Hang Lung told 36Kr that although the property positioning in the Chinese mainland and Hong Kong is different - Hong Kong's properties are more community - oriented and fragmented, while those in the mainland are more concentrated - the criteria for shopping malls to select brands have changed from focusing on brand tone in the past to evaluating based on customer flow now.
This statement is also confirmed by real - estate practitioners. In the past, the first thing to consider in investment promotion was the product category, and the second was brand awareness. Now, more important indicators are the single - store sales ability and customer - attracting ability. According to market news, the sales volume of W.Management's Beijing LOHAS store reached 12 million yuan in the first month of its opening. In other words, the expansion of these teenage fashion brands is not only a brand story but also the result of the change in commercial real - estate logic.
If we extend the time axis, they actually correspond to another bigger industry proposition: has fast - fashion really declined?
Perhaps the answer is that fast - fashion has not disappeared but is undergoing a transformation in form.
Some brands choose to abandon physical retail. Forever 21, which once defined American fast - fashion, had its US operating company file for bankruptcy protection again in 2025 and close all its US stores. However, the brand - trademark holder, Authentic Brands Group, still continues to license the brand for operation, shifting it to a lighter - asset brand - management model.
Other brands retain their stores and reshape their brand value. After Richard Dickson took over Gap, it achieved revenue growth for two consecutive years and same - store growth for eight consecutive quarters. What it relied on was not store reduction but product, marketing, and brand renewal.
And these Chinese teenage fashion brands in front of us may represent a third answer: re - define fast - fashion with a local supply chain, more frequent new product launches, stronger offline experiences, and a more aggressive expansion speed.
However, when "fast" and "affordable" are taken to the extreme, many things are intentionally or unintentionally sacrificed. A single size reduces inventory pressure but excludes a large number of consumers. The style formed by relying on public aesthetics and the hit - product logic is easily replicated by later - comers. The lack of original design and brand - asset accumulation means that the brand's moat may not be very solid after the popularity fades.
Interestingly, Brandy Melville, which is regarded as a template, is the most restrained one. According to Jiemian News, it has only opened four stores in China in five years. The master is sparing with words, while the apprentices are copying in batches.
Perhaps the real test has just begun. 36Kr learned that the Hangzhou team operating One Moment has jointly taken over the Chinese business of the American denim brand GUESS this year. This once - global fashion brand, also held by Authentic Brands Group, has just completed the contraction of its stores in the Chinese market.

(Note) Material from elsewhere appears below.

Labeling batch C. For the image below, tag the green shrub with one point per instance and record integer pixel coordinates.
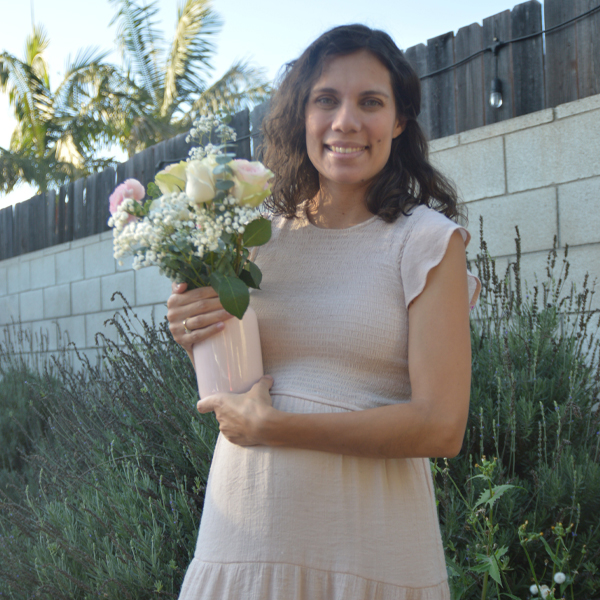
(122, 469)
(534, 397)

This means that a more important question is about to be verified: is this methodology that has been proven successful with teenage fashion brands only applicable to the young - female market, or can it be replicated in a more mature, complex, and high - customer - price - point brand system?
Time will tell the answer. But regardless of the result, the emergence of these teenage fashion brands has shown one thing: the era that relied on brand aura and channel monopoly to drive growth is fading away, and a new retail cycle defined by traffic, efficiency, supply chain, and offline experience has begun.